For example, if you created a config file named nextflow.config in the previous exercise, copy it into this new directory:

cp my_work_dir/day3/1-advanced_config/1-singularity/nextflow.config .

Goal

Modify your config file to set your processes to run using the SLURM executor and the cpuq queue, with a maximum of 3 concurrent jobs.

Execution

For this you will need to set relevant properties in the executor scope and process scope.

Basically, you have to add new configuration blocks to your configuration file from the previous exercise (e.g. nextflow.config) and add the relevant settings:

  • in which scope will you set the executor and the queue?
  • in which scope will you set the maximum number of concurrent jobs to be submitted?

When you run the pipeline with the modified configuration, you will notice from the log that nextflow is now using SLURM to submit jobs to the specified queue. The logg will report executor > slurm (x).

If you check your HPC queue using squeue -u $USER, you will see that nextflow is submitting jobs for yout and that only 3 jobs are queued at any one time, as per the configuration.

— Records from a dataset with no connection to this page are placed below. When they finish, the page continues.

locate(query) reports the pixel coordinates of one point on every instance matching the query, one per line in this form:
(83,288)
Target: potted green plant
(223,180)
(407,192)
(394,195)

You can run the pipeline with the following command:

# In case you created nextflow.config in the current directory
nextflow run $PIPELINE_PATH 

# In case you created a custom config file named my_custom_file.config
nextflow run $PIPELINE_PATH -c my_custom_file.config 

Exercise 3 - Basic process configuration

Code to solve the exercise in: practicals/day3/1-advanced_config/3-process_config1

Setup

  1. Before starting this exercise, please unload the singularity module using
module unload singularityce/3.10.3

Make sure that which singularity returns no output.

  1. Make a new directory for this exercise and navigate into it:
mkdir my_work_dir/day3/1-advanced_config/3-process_config1
cd my_work_dir/day3/1-advanced_config/3-process_config1

For example, if you created a config file named nextflow.config in the previous exercise, copy it into this new directory:

cp my_work_dir/day3/1-advanced_config/2-executor/nextflow.config .

Goal

Modify your config file to set resource usage for all processes in the main configuration. We also want to ensure the singularityce/3.10.3 module is loaded before running any process.

Execution

For this you will need to set relevant properties in the process scope. Specifically, you will need to set process resources parameters and configure the execution space

Basically, you have to add new configuration settings in the process scope you already defined in your configuration file from the previous exercise (e.g. nextflow.config):

First, inspect the module files bwa.nf, samtools-merge.nf and samtools-sort.nf in the workflow directory to see the resource requirements for each process. If we want to define a single resource configuration that will work for all of them we have to take the maximum request and configure this in the process scope of our config file.

  • cpus = 4
  • memory = 8 GB
  • time = 2 h

Now you have to remove the resource requirements (cpus, memory and time) from each process definition in the module files, since they are now defined globally in the configuration file. Make sure you are making changes to your local copy of the pipeline files, not the original ones in the /project/nextflow_zero2hero/practicals directory.

If you run the pipeline with the modified configuration now, you will get an error! What's going on?

You can notice from the log that the execution failed because the singularity command is not available. This happens because singularity is not installed by default on the HPC nodes, and we need to load the singularity module before running any process.

How can you configure this in the configuration file?

Hint: beforeScript can likely help you here.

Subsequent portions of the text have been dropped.